More than eight decades after it was installed, a memorial to the three 19th-century sibling novelists in London’s Westminster Abbey was amended Thursday to restore the diaereses – the two dots over the e in their surname.

The dots — which indicate that the name is pronounced “brontay” rather than “bront” — were omitted when the stone tablet commemorating Charlotte, Emily and Anne was erected in the abbey’s Poets’ Corner in October 1939, just after the outbreak of World War II.

They were restored after Brontë historian Sharon Wright, editor of the Brontë Society Gazette, raised the issue with Dean of Westminster David Hoyle. The abbey asked its stonemason to tap in the dots and its conservator to paint them.
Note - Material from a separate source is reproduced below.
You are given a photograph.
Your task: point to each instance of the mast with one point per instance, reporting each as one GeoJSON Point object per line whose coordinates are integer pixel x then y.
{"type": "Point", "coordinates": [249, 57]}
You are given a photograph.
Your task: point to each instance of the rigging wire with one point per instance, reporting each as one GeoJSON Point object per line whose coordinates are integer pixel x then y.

“There’s no paper record for anyone complaining about this or mentioning this, so I just wanted to put it right, really,” Wright said. “These three Yorkshire women deserve their place here, but they also deserve to have their name spelled correctly.”
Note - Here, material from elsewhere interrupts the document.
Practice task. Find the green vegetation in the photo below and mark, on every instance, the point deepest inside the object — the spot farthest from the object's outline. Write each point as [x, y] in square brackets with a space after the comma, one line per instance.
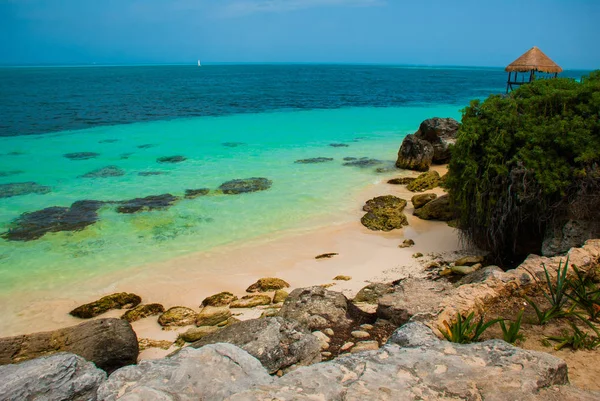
[526, 161]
It’s believed the writers’ Irish father Patrick changed the spelling of his surname from Brunty or Prunty when he went to university in England.

Raised on the wild Yorkshire moors, all three sisters died before they were 40, leaving enduring novels including Charlotte’s “Jane Eyre,” Emily’s “Wuthering Heights” and Anne’s “The Tenant of Wildfell Hall.”

Rebecca Yorke, director of the Brontë Society, welcomed the restoration.

“As the Brontës and their work are loved and respected all over the world, it’s entirely appropriate that their name is spelled correctly on their memorial,” she said.